L’ALPINO MIRACOLATO NELL’INFERNO RUSSO
Quest’anno la tradizionale festa degli alpini presso il santuario di San Gabriele è stata prima spostata, poi celebrata in forma ridotta a motivo della normativa anti Coronavirus. A ricordare gli eroici militi del battaglione L’Aquila ci sono solo gli alpini della sezione Abruzzo e tra loro l’unico testimone oculare di quella drammatica vicenda.
Valentino Di Franco, 98 anni, è nato a San Pietro di Isola del Gran Sasso. Nel 1942, appena diciannovenne, viene arruolato nel corpo degli Alpini e catapultato nella campagna di Russia, nella valle di Selenyj-Jar, punto strategico verso il Don.
Nonostante l’età Valentino ha ancora una memoria vivida dell’esperienza vissuta al fronte, in quella che i libri di storia definiscono il “Quadrivio insanguinato”, ma che lui chiama “La valle della morte” e “La valle dell’inferno”.
Il suo desiderio di raccontare l’impresa eroica del battaglione L’Aquila non è dettato da orgoglio, quanto dalla volontà di offrire ai giovani la sua testimonianza di che cosa sia la guerra.
“Se oggi i giovani non conoscono il significato della parola guerra – dice Valentino – è anche per merito della generazione dei loro nonni che si sono battuti per garantire loro un futuro di prosperità e di pace. Un periodo che dura ormai da 77 anni”.
E infatti nessuno conosce la guerra solo per averne sentito racconti o letto storie. Valentino stesso, in una precedente intervista aveva detto: “Partimmo senza pensare alla guerra. La guerra è venuta dopo”.
Oggi ci racconta due episodi accaduti nella settimana a ridosso del Natale 1942.
“Il ricordo più terribile – ci dice mentre con una mano asciuga qualche lacrima e la voce è rotta dall’emozione – è quello della mattina del 20 dicembre 1942. Un aereo tedesco ci ha bombardati. Ero con tre commilitoni, sentii arrivare gli aerei, le bombe cadere e d’istinto invocai la protezione della Madonna e di san Gabriele. Al termine di quell’inferno uno morì mentre gli altri due rimasero feriti e gravemente mutilati. Io, invece, restai illeso: un vero miracolo!”.
Alcuni giorni dopo, il 27 dicembre, raggiunse un campo improvvisato dove venne assistito e nutrito interrompendo così un digiuno che durava ormai da 5 giorni. “In quella circostanza – racconta Valentino – feci gli ultimi passi con le mie gambe”. Chiamato a passare la visita, non riuscì a togliersi gli scarponi… Erano tutt’uno con i piedi. Giorni di marcia, a 40 gradi sotto zero, li avevano resi una cosa sola. Per toglierli sono costretti a tagliarli. E quando finalmente tolgono l’ultimo brandello di scarpone, i piedi sono insensibili a causa del ghiaccio e gli vengono amputati.
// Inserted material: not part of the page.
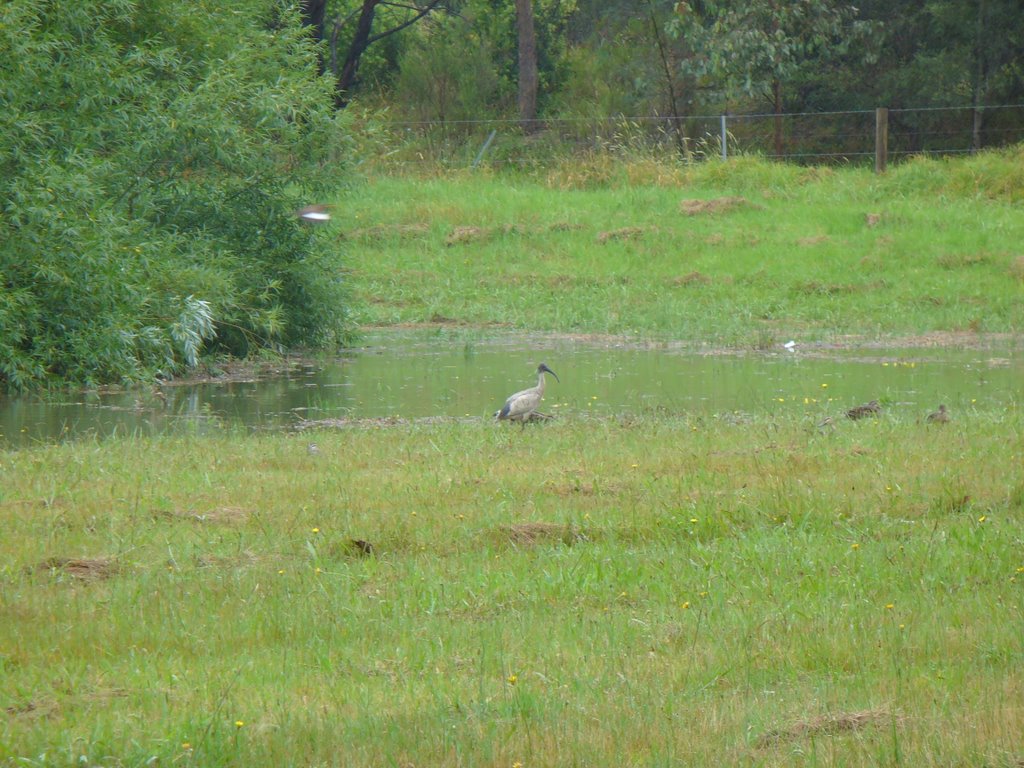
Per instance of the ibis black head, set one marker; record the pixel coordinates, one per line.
(542, 369)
Viene rimandato in Italia e torna al suo paese dove la sua fidanzata, nel vederlo mutilato, decide di lasciarlo perché un uomo invalido non sarebbe stato certo un buon partito.
Nell’aprile del 1944 una sventagliata di mitraglia annuncia la presenza dei tedeschi a San Pietro di Isola del Gran Sasso. Stanno cercando un partigiano che, guarda caso, è nascosto proprio in casa sua. Dopo l’arresto i tedeschi vogliono interrogare anche Valentino che, “grande mutilato”, si presenta davanti ai tedeschi retto da due stampelle e due protesi di legno.
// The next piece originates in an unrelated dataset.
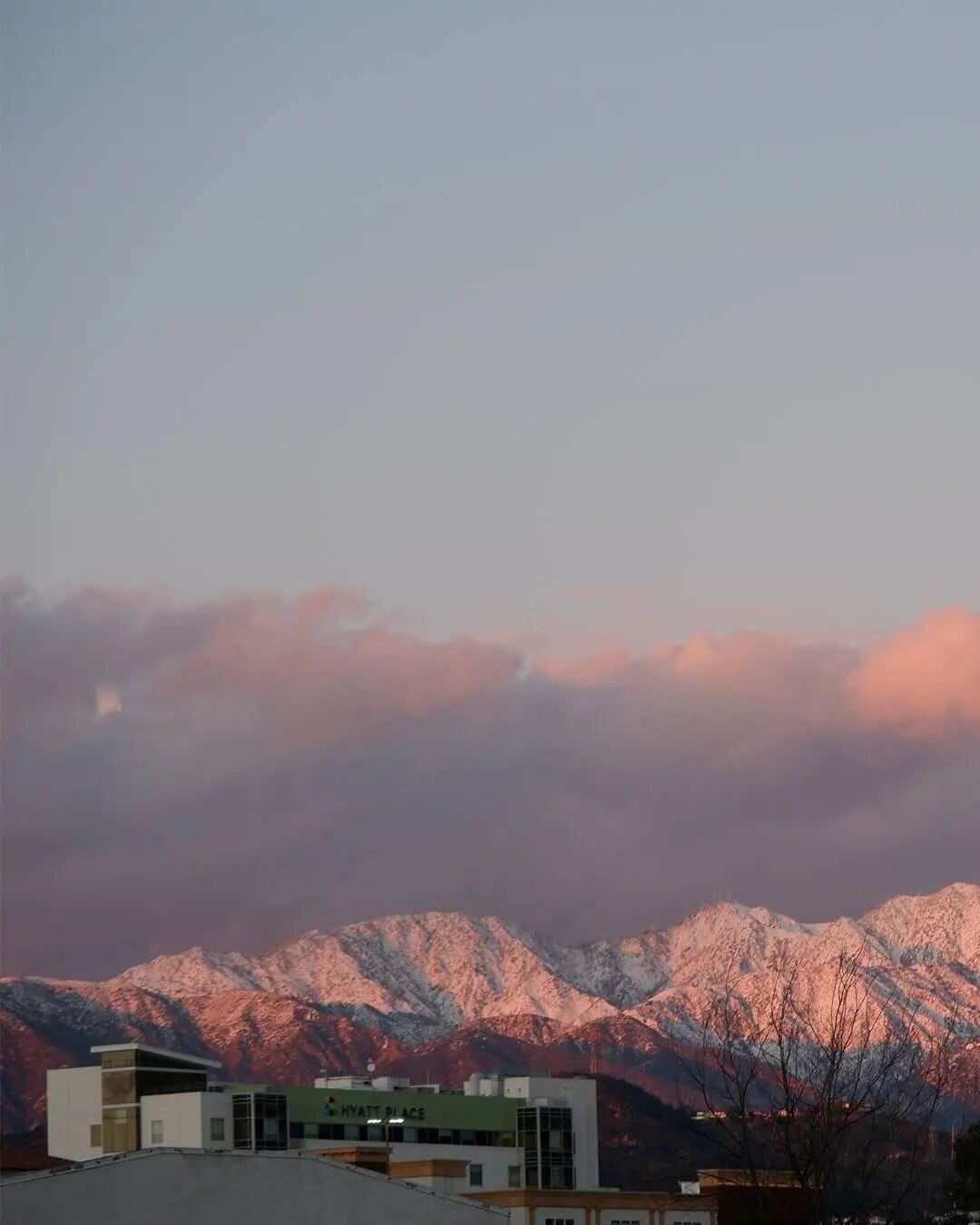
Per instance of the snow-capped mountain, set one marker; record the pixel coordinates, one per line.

Il capitano tedesco, vedendo quanto soffrisse nello stare in piedi, gli domanda cosa gli fosse accaduto e lui gli racconta l’inferno russo. A quel punto il capitano lo saluta come si fa con un eroe e comanda al trombettiere di suonare la ritirata. Davanti al muro della chiesa, gli uomini erano pronti per l’esecuzione. Valentino, però, era riuscito a salvargli la vita.
Oggi è un testimone dell’amore alla patria, del valore della vita, della preziosità della pace. Ai giovani raccomanda di amare la patria, il tricolore e la memoria dei loro nonni che per questo, in molti casi, hanno dato la vita. Ma rivolgendosi ai politici e a chi governa il nostro Paese chiede di “pensare ai poveri”.
Valentino, un uomo, un testimone, un eroe, un alpino!